I felt paralysed, powerless and lost. Utterly unable to even begin relocating my path. All that I’ve managed to achieve since his death, in terms of real change, had been increased propensity towards self-destructiveness, a sense of listless aimlessness, and a desperate need to set my course for terra firma of my aspirational dreams. My jelly, it would seem, would inevitably have to form into an entirely new mould. Although what shape that mould would take, I had absolutely no idea.
 

This has not been my first encounter with cancer and its life-altering path of destruction. But unlike this current craving to surrender to spontaneous flights of fancy, eight years previously my adventure and travel lust pre-existed the illness.

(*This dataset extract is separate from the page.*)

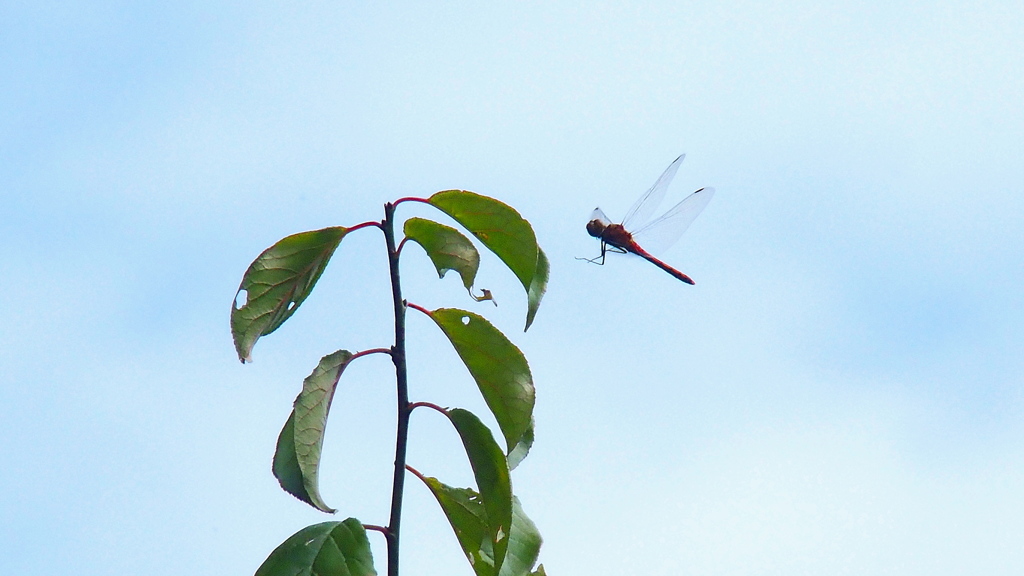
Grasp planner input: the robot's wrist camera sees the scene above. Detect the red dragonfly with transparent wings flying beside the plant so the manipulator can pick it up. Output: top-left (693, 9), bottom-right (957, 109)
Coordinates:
top-left (581, 154), bottom-right (715, 284)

A round-the-world trip I was about to embark on had been recontextualised by these new circumstances in a way I could not have foreseen. What was meant to be a carefree expression of my newfound freedom, and transcendence into full blossom, became an introspective journey of darker hues. Or perhaps it was always going to shape up that way. You can plan and make provisions for the way forward, but after all, it’s the impulsive decisions, wrong turns and detours that eventually shape our lives, and rarely as predicted.

 
This time round, sitting on the stairs, I could not see over the edge of the bottomless hole I fell into. Alone and in the dark I summoned a route out.